Zehn Jahre PKK-Verbot und kein Ende ?
Vorwort

Rainer Ahues
Was ist eine kriminelle, was eine terroristische Vereinigung?
Eine kurze Darstellung staatsanwaltlicher und gerichtlicher Feststellungen über "Substrukturen" innerhalb der PKK

Prof. Dr. Andreas Buro
PKK/KADEK-Verbot oder Versöhnungspolitik?

Dr. Rolf Gössner
Migrant(inn)en unter Generalverdacht?
Zu den Auswirkungen des staatlichen "Anti-Terror" - Kampfes

Michael Heim
Die Einbürgerung türkischer Staatsangehöriger und das Bekenntnis zur freiheitlichen demokratischen Grundordnung

Mark Holzberger
War da was?
Das PKK-Verbot im Bundestag

Duran Kalkan
Kurden brauchen Anerkennung

Mehmet Demir
Kurdische Freiheit in und über Deutschland

Marei Pelzer
Asylrecht im Wandel
Von der Grundgesetzänderung zum Terrorismusbekämpfungs-gesetz

Dr.

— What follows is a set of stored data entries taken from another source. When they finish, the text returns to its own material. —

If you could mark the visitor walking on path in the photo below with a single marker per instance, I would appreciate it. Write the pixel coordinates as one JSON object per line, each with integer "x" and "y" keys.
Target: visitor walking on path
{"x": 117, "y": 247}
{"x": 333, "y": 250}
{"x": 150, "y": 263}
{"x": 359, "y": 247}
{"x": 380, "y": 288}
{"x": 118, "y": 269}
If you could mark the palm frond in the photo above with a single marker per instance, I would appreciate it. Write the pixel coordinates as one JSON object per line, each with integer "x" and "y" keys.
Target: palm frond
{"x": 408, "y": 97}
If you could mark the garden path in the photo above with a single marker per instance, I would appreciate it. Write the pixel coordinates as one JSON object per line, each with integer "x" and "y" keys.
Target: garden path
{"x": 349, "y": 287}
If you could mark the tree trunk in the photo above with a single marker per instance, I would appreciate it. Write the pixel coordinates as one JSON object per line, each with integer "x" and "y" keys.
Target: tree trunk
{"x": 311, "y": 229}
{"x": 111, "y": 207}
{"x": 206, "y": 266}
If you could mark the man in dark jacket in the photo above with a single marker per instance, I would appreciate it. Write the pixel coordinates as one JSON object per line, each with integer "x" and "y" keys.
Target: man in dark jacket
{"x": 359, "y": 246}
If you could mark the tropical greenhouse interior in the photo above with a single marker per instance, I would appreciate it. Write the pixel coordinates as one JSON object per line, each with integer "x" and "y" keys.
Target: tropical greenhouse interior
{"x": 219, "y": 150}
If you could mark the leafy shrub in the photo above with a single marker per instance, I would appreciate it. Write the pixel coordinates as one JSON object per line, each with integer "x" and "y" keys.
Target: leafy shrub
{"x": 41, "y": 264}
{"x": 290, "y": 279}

Heinz Jürgen Schneider
Der Anti-Terror-Paragraf 129a und seine Praxis

Monika Morres / Günther Böhm
Azadi - Freiheit - Özgürlük:
Solidarität gegen Unterdrückung und Freiheitsberaubung

Dokumentation:
Urteil des Bundesgerichtshofs wegen Zuwiderhandelns gegen vereinsrechtliches Betätigungsverbot

Interview mit Engin Sönmez zum Prozess gegen Heyva Sor a Kurdistane

Abkürzungen

Autor(inn)enverzeichnis

Chronologie

erste Seite

 

 

Was ist eine kriminelle,
was eine terroristische Vereinigung?

Eine kurze Darstellung staatsanwaltlicher und gerichtlicher Feststellungen über Substrukturen innerhalb der PKK

Von Rainer Ahues

Seit dem am 22. November 1993 durch den Bundesminister des Innern gegen die PKK und die ERNK erlassenen Betätigungsverbot für die Bundesrepublik Deutschland, werden Kurdinnen und Kurden durch den Generalbundesanwalt (GBA) strafverfolgt wegen Straftaten nach §§ 129 und 129a StGB (kriminelle und terroristische Vereinigung).

Doch hat diese strafrechtliche Verfolgung weit früher begonnen und lief getrennt und unabhängig vom Betätigungsverbot und seinen rechtlichen Folgen (Verfahren wegen Verstoßes gegen das Vereinsgesetz).
Wie es aussieht, wird die Anwendung dieser Strafpraxis gegen Kurdinnen und Kurden derzeit, zwar beschränkt auf § 129 StGB, unverändert fortgesetzt.

Was wurde als terroristische, was als kriminelle Vereinigung angesehen?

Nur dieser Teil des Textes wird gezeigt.